11. The method of claim 1, wherein one feature for a particular topic name depends on an extent to which users have interacted with one or more documents that include the particular topic name.

12. The method of claim 1, wherein one feature for a particular topic name depends on a timing at which users have interacted with one or more documents that include the particular topic name.

13. The method of claim 1, wherein the supplemental information is a page of topic information regarding the particular final topic that is presented when a user selects a name associated with the particular final topic in a particular document.

14. The method of claim 1, wherein the supplemental information is information regarding the particular final topic that is presented when a user enters a query associated with the particular final topic into a search engine.

15. The method of claim 1, wherein the supplemental information is information extracted from a knowledge base that is presented when the user makes a selection associated with the particular final topic.

16. A computing system for processing topics in a set of documents, comprising:

hardware logic circuitry, the hardware logic circuitry corresponding to: (a) one or more hardware processors that perform operations by executing machine-readable instructions stored in a memory, and/or (b) one or more other hardware logic units that perform the operations using a task-specific collection of logic gates, the operations including:

receiving a selection by a user of an expression of a particular final topic;

identifying a digital link associated with the particular final topic that connects the particular final topic to an instance of supplemental information regarding the particular final topic; and

using the digital link to access the instance of supplemental information,

the particular final topic being one of a set of final topics that is produced based on a noise-reducing selection process that includes:

recognizing candidate topics in the set of documents using a machine-trained named-entity recognition (NER) model, to produce original NER information,

ranking the candidate topics in the set of candidate topics based on the aggregated information using a machine-trained classification model, to produce a set of ranked topics; and

selecting a set of final topics from the set of ranked topics, the set of final topics being less than the set of candidate topics,

said ranking reducing a number of digital links between expressions of final topics and respective instances of supplemental information.

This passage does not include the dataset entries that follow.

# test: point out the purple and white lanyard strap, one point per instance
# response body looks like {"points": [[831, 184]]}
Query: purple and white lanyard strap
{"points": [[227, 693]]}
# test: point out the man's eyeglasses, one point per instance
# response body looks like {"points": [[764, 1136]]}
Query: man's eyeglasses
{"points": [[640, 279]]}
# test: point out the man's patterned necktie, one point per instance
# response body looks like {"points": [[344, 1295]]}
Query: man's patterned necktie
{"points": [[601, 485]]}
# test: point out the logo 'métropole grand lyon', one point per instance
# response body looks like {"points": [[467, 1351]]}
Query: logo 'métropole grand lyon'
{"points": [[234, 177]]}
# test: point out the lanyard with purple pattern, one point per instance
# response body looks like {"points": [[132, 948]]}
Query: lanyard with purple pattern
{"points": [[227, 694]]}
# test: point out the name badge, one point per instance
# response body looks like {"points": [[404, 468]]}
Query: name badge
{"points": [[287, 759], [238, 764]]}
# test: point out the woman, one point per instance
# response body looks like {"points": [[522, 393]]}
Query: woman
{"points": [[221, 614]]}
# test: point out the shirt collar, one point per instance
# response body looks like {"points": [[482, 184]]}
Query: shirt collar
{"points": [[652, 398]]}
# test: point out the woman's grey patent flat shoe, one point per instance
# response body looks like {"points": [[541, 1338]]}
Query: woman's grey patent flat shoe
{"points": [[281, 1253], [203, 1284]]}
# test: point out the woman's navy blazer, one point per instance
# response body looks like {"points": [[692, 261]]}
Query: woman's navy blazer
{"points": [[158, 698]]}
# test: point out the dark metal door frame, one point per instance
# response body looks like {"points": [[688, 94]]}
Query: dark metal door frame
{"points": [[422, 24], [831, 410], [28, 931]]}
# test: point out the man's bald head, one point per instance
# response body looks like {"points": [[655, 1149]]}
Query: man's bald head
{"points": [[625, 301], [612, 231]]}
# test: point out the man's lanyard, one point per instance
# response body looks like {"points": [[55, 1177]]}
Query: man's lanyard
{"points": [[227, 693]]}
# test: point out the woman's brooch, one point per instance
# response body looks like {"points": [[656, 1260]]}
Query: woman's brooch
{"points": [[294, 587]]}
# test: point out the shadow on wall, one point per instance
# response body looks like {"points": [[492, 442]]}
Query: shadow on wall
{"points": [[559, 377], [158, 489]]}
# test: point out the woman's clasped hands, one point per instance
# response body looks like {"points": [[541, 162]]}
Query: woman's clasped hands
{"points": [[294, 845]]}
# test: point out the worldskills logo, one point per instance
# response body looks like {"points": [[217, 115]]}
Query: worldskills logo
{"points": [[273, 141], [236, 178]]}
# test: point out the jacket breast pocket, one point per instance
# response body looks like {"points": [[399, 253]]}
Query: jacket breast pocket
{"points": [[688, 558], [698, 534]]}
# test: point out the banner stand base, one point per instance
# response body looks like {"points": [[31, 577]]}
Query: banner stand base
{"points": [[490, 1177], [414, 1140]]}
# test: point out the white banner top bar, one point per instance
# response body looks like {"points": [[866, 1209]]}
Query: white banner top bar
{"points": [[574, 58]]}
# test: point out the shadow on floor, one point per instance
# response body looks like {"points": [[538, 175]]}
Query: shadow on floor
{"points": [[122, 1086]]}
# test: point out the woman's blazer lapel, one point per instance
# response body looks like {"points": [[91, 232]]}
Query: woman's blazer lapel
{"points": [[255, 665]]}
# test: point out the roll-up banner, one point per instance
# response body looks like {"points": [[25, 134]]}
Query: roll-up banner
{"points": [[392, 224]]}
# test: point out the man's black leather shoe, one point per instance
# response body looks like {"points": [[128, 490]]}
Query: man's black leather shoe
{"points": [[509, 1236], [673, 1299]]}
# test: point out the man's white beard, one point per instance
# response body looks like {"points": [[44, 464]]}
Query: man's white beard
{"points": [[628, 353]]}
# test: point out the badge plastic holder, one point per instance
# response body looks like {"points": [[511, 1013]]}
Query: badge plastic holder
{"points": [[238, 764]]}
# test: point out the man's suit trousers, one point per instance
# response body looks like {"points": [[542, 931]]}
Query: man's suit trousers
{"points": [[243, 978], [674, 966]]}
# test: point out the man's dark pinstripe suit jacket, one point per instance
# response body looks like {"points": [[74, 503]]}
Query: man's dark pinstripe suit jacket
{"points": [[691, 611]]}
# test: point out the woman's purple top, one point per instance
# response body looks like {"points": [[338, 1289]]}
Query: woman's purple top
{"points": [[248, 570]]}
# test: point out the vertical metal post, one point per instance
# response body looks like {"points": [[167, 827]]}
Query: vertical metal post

17. The computing system of claim 16, wherein one particular feature of a particular topic name depends on one or more of:

at least one lexical characteristic of the particular topic name; and/or

a distribution of different entity types that are associated with the particular topic name, measured across the set of documents; and/or

a number of documents in the set of documents that include the particular topic name; and/or

a manner in which users have interacted with the documents that include the particular topic name.

18. The computing system of claim 16, wherein the expression of the particular final topic is a particular name that appears in a particular document, and wherein the supplemental information is a page of topic information regarding the particular final topic that is presented when the user selects the particular name in the particular document.

19. The computing system of claim 16, wherein the expression of the particular final topic is a particular query, and wherein the supplemental information is information regarding the particular final topic that is presented when a user enters the particular query into a search engine.

20. A computer-readable storage medium for storing computer-readable instructions, the computer-readable instructions, when executed by one or more hardware processors, performing a method that comprises:

obtaining original name-entity recognition (NER) information from a machine-trained NER model, the NER model producing the original NER information by identifying candidate topics in a set of documents,

said ranking eliminating at least some candidate topics to be subsequently processed by the computer-readable instructions.